Corruption and money laundering go hand-in-hand.If there was any doubt about this previously, then it was surely shattered by the countless leaks that have occurred in recent years highlighting a growing list of senior global government officials (and their networks) connected to vast amounts of perfectly layered wealth in the form of bank accounts, property, front companies and other offshore vehicles.
The problem with corruption, however, is that it is much bigger than money laundering itself. And that truth increasingly has the eye of the Biden Administration who is putting the world - and its multinational companies who make it work - on notice in a recent memorandum.
At its root, wide-scale corruption is a cancer on the development of nations. Corruption not only robs nations (developed and emerging alike) of the resources desperately needed to move up the ladder of development, but when it is occurring and moving around the world at scale and in plain sight (which is increasingly the case) it breaks the spirit of the people. The very people that rely on their government to represent them. In the graphic below, Transparency International further highlights that this problem is not an isolated or concentrated problem.
From 2008-2010 I saw first hand in Afghanistan the destruction that can come at the hands of rampant corruption. Uncollected taxes needed to pay teachers and security forces, missed opportunities to attract FDI and multilateral support and further insecurity for millions.
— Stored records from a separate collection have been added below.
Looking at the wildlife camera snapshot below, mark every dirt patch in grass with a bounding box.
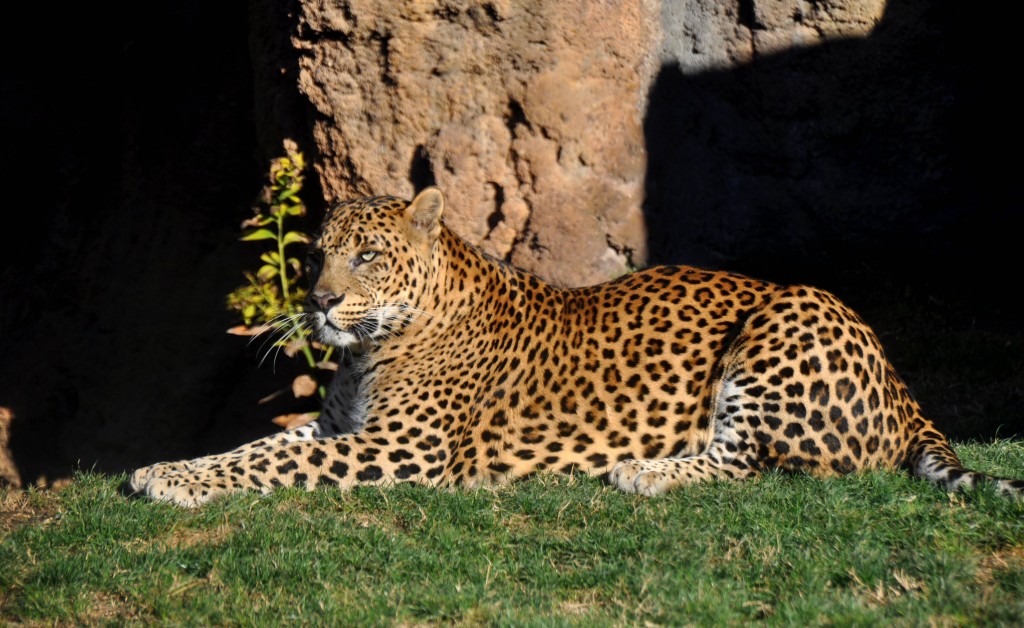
[0,489,59,538]
[76,591,151,626]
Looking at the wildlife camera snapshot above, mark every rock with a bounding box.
[293,0,659,285]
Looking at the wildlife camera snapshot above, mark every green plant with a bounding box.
[227,146,335,427]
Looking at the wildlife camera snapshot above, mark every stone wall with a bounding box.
[293,0,659,285]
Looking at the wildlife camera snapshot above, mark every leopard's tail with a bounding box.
[907,421,1024,499]
[888,365,1024,499]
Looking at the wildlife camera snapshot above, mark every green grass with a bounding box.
[0,441,1024,626]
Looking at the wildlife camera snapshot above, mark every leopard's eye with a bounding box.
[352,251,379,266]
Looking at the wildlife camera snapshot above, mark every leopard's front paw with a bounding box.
[608,460,672,497]
[128,460,194,493]
[130,461,240,507]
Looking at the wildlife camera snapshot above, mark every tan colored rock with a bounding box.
[293,0,659,285]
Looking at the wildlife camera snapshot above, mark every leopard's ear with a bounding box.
[406,186,444,242]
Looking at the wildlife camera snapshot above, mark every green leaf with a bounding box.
[242,228,278,242]
[256,264,278,281]
[285,232,312,246]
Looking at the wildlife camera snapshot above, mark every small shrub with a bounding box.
[227,151,337,428]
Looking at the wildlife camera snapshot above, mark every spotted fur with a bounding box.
[131,189,1024,506]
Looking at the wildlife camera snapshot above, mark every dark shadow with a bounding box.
[644,0,1024,437]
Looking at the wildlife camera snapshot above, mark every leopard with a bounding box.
[128,186,1024,507]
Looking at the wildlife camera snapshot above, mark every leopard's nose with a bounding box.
[306,292,345,311]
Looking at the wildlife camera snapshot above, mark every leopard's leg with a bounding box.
[131,426,446,506]
[608,377,760,497]
[132,364,366,485]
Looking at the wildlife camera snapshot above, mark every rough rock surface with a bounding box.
[294,0,659,285]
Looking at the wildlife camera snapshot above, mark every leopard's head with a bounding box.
[305,187,444,351]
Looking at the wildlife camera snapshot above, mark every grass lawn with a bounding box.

And during my service there as the U.S. Treasury Attache, I advocated for the use of targeted sanctions and other tools to go after corrupt officials. But you need not have served in Afghanistan to know this is an issue that must be taken more seriously, both from a resourcing and a global coalition perspective.
Last week, President Biden announced that fighting corruption will become part of the United States’ national security strategy. In the memorandum, the President noted that, “[c]orruption threatens United States national security, economic equity, global anti-poverty and development efforts, and democracy itself.” That’s a lot. Though to see how it fully fits in, we will have to wait as the Biden Administration is yet to release a National Security Strategy (see interim guidance here).
The implications of a more focused anti-corruption agenda will likely correlate into more resources for the Department of Justice and others like Treasury, USAID and State who all have roles to play in implementing the spirit of the memorandum. Moreover, the memo highlights the importance of working with allies, a move that would certainly strengthen the impact if done correctly - including better detection, enforcement and ultimately keeping money where it should be.
Finally, the memorandum presents a great opportunity for global banks and corporates to re-visit their anti-corruption programs, assess their real risk, request additional resources and invest in better tools to stay ahead.